First, take your fabric and cut it to the correct size that you need for the design.

 

Next, fold your fabric horizontally (hamburger style).

 

Then unfold your fabric, and fold lengthwise (hot dog style).

 

Now you’ve created creases in the fabric. The point at where they intersect is the middle of your fabric, and where you will begin stitching.

Putting on the Embroidery Hoop

The next step for preparing your fabric is putting the embroidery hoop on. Using the embroidery hoop will help your fabric remain taught, which will help in keeping the tension of your stitches the same. Here’s how to secure the embroidery hoop:

First gather your fabric, and separate the two pieces of the embroidery hoop.

Then place the half of the hoop with the screw on it on top of the fabric, and the other half of the hoop directly beneath the top one underneath the fabric.

Next, push the top half of the hoop till both it and the fabric go over the other half, and are pushed together. In order to get the hoop over the fabric, you will have to loosen the screw on the hoop so that it can fit over it.

Once the hoops are pushed together, it will look like this from the top with the fabric crinkled on the edges.
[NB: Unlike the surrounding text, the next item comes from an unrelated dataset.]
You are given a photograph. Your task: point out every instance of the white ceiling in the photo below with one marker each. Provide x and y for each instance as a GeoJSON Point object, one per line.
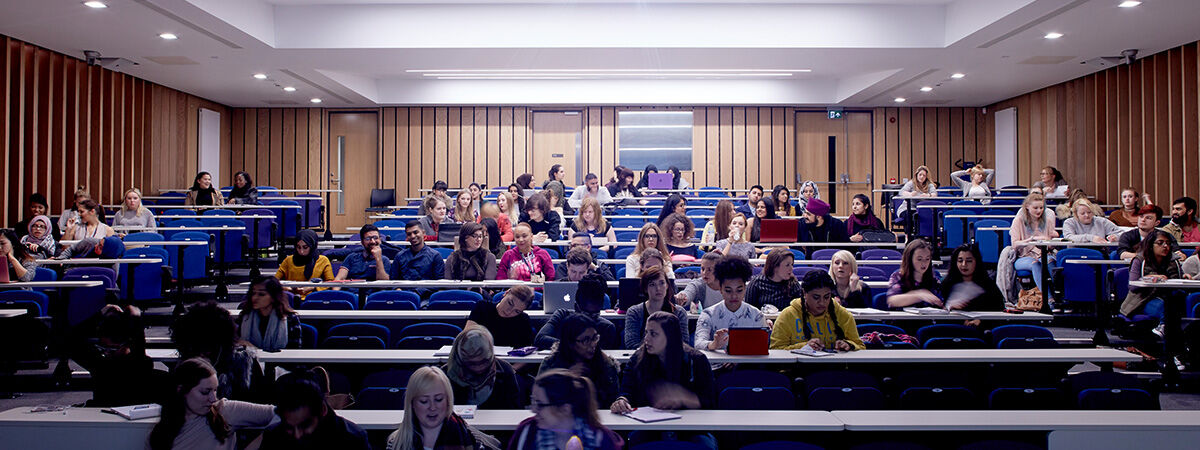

If your fabric feels to loose, pull the edges and tighten the screw so that it is secure.

The hoop will look like this from the back. Your fabric is now secured in your hoop.

 

Now that your fabric is prepared, you are ready to begin stitching! The next part in the series will show you how to do the first method of cross stitching, the English method. Click here to read that post and begin cross stitching!

Happy stitching!

~Claire

Learn How to Cross Stitch: Part 1 – Supplies

(This post may be sponsored or contain affiliate links, which means I may receive a small commission, at no cost to you, if you make a purchase through a link. See my full affiliate disclosure here.)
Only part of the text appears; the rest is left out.